Go Ahead in the Rain is constructed like a Tribe album. In the same manner that Q-Tip found ways to make a stack of disparate samples congeal as if they were always meant to fit together, Abdurraqib melds the group’s backstory with heartfelt letters, bits of memoir, and an experienced critic’s scrutiny to form an unexpectedly cohesive read. However, Abdurraqib doesn’t aim to mirror Tribe’s musical and verbal ebullience, opting instead for a tone that’s often elegiac.

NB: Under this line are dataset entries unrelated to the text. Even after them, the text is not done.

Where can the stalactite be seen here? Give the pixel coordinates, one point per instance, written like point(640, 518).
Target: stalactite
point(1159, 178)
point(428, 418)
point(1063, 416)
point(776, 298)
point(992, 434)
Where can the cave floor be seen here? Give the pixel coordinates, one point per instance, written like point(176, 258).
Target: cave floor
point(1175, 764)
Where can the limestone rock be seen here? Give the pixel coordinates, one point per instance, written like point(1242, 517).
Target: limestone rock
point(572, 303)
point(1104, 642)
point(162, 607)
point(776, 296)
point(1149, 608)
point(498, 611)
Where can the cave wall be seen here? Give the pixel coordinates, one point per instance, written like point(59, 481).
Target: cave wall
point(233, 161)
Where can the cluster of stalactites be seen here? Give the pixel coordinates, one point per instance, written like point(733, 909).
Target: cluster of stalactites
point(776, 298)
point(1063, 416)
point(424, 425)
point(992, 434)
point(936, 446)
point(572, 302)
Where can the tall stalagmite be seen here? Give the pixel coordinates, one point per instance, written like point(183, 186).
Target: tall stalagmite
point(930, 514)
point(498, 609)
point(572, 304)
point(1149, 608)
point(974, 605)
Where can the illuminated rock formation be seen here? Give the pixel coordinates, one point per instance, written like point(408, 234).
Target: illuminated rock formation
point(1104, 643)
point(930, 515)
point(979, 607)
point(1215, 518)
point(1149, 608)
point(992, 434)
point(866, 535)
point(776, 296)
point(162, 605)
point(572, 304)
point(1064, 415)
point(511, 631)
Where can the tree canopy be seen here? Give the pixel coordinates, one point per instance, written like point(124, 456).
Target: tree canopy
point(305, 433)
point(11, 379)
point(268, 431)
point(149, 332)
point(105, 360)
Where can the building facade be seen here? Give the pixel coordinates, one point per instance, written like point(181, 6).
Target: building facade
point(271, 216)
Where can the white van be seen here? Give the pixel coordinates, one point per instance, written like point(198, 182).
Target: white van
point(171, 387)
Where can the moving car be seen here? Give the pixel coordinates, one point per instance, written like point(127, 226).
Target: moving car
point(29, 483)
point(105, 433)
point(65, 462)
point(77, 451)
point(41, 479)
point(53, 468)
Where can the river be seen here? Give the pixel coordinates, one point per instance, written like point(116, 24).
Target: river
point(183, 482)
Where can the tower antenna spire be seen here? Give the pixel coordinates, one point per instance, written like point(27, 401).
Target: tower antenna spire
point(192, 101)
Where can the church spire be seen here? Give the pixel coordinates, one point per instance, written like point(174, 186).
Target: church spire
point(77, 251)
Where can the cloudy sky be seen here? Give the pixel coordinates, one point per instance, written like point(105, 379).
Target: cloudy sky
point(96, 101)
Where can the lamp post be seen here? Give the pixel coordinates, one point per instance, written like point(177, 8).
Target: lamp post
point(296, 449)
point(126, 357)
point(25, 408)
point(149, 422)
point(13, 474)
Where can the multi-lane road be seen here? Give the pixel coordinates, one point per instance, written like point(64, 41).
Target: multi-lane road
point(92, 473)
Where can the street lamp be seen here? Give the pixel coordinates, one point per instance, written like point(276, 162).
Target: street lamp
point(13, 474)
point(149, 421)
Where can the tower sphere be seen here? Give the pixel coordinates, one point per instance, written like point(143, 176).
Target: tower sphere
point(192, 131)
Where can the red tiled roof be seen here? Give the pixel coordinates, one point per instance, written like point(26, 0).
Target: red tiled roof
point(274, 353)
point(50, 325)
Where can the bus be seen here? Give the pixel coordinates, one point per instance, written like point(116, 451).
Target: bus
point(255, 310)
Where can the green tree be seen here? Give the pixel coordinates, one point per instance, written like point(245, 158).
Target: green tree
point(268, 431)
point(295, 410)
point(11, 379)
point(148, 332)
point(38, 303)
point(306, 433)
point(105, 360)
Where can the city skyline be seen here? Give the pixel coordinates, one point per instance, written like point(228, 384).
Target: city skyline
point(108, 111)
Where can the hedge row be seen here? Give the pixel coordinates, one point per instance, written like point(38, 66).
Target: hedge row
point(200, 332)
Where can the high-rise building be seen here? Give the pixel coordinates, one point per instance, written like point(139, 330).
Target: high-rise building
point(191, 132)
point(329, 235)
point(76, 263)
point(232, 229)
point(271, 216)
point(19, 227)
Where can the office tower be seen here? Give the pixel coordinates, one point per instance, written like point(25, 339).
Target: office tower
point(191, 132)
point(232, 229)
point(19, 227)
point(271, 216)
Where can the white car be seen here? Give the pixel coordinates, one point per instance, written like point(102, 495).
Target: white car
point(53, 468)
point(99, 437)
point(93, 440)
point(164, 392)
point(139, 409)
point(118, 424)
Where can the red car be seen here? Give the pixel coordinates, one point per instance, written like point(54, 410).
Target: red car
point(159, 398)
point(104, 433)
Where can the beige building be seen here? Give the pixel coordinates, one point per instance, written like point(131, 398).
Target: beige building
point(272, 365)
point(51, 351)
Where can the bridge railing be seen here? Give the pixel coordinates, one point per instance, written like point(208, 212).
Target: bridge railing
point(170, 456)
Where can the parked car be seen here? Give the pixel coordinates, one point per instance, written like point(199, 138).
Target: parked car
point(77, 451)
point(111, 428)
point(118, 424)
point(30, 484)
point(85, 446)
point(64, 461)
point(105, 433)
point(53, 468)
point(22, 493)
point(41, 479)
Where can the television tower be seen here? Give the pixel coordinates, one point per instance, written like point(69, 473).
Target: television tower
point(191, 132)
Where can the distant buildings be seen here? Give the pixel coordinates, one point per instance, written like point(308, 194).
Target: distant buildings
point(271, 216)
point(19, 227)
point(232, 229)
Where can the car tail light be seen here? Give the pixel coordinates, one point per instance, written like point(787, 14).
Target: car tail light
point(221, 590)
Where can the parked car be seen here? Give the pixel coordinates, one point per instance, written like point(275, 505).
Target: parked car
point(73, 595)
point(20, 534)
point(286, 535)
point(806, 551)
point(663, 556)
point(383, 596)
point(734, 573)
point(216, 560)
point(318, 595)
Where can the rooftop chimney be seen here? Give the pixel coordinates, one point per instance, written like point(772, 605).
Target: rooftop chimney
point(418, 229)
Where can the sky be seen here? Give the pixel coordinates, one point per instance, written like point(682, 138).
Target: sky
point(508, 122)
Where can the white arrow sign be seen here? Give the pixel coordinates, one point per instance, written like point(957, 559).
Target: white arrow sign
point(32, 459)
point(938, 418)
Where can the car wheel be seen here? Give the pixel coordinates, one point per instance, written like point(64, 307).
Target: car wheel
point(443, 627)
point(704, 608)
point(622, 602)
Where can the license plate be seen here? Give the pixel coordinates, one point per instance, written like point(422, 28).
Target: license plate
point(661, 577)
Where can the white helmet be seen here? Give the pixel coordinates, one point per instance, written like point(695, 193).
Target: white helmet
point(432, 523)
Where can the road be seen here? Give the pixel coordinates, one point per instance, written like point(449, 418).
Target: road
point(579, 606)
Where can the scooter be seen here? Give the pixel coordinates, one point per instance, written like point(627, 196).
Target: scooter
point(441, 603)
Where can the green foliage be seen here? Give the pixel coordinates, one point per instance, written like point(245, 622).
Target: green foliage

Go Ahead in the Rain is in many ways a tribute to the late Phife Dawg. His levity, underdog attitude, sports fandom, and knack for punchlines is stamped throughout, and his death looms from the early pages, when Abdurraqib drops this line: “It can be said that the entire story of jazz is actually a story about what can urgently be passed down to someone else before a person expires.” Phife died at age 45 from complications from diabetes. The man was known to love his sugar. Abdurraqib’s ode to the rapper, a way to keep him from “being reduced to a cautionary tale”, is touching:

Today, on the day you are gone, I hope every bodega and every corner store gave away Kool-Aid by the cup. I hope kids went to stores with their parents’ money and walked out with pocketfuls of candy. I want candy thrown from the cliffs. I want candy to rattle off of my roof now instead of the water from the sky while your verses play. I want my people to take better care of themselves, but I wanted a day for us to revel in what you loved, if only for a moment.

The book ends in the present day, specifically with Tribe’s 2017 Grammy Awards performance, during which the group (sans Phife, and joined onstage by Busta Rhymes and Anderson .Paak) protested Donald Trump’s presidency, with Tip closing out the set by chanting, “Resist!” The jump in chronology doesn’t feel abrupt, despite this being a book set mostly in the decade of bib overalls and Coogi sweaters, because Abdurraqib isn’t preoccupied with selling nostalgia. The vantage from which he dissects Tribe’s legacy is rooted in the heritage of black music and delivered from the present cultural moment, making Go Ahead in the Rain, much like Tribe’s music, capable of remaining relevant for decades to come.